Dear NCAA: Please Stop Helping AOL & Turner Scam Students

Posted on by Jon Kelly (Jon)
URL for sharing: http://thisorth.at/1f05
47146

It seems that greed at the NCAA knows absolutely no boundaries. In April 2010, the NCAA signed an $11 billion agreement to televise the NCAA men's basketball tournament on CBS and Turner Sports. You would think that would be enough cash to support an organization whose stars are all unpaid amateurs. You'd also think that would be enough cash to not put scammy ads on the home page of NCAA.com right before the tournament begins. If so, you'd be completely wrong.
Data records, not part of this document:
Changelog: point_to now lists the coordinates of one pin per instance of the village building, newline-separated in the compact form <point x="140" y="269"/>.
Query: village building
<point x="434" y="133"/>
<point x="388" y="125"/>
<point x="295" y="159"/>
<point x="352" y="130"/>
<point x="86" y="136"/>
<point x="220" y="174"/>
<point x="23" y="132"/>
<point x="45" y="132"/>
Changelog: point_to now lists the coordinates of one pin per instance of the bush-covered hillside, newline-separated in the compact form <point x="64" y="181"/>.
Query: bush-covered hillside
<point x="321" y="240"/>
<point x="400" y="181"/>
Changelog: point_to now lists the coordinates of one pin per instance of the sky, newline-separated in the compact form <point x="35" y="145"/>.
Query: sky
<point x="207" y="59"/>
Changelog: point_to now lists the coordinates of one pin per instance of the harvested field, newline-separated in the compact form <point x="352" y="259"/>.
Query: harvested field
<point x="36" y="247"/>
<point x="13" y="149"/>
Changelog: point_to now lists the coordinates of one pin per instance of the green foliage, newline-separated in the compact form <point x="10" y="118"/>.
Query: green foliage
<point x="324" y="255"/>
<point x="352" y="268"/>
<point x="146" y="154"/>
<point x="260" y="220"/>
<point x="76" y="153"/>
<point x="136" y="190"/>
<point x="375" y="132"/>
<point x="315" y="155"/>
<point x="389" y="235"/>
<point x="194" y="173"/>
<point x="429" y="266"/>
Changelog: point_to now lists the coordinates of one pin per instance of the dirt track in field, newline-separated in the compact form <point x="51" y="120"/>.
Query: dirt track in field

An email today from CBSSports.com titled "Notification about your NCAA.com account and NCAA.com Privacy Policy" prompted me to pay a visit to NCAA.com to see what had changed, beyond the fact that "in accordance with Section 4 of the CBSi privacy policy" my "personal information," including my "name, e-mail, physical address, etc." had been transferred from CBSi to Turner. Thanks, CBS!

What I found on NCAA.com's homepage was the set of ads shown below, served up by AOL's Advertising.com. I immediately recognized these scammy ads because I'm the former president of an advertising company that specifically banned that kind of ad from our network. I guess the NCAA, Turner, and AOL have no such qualms.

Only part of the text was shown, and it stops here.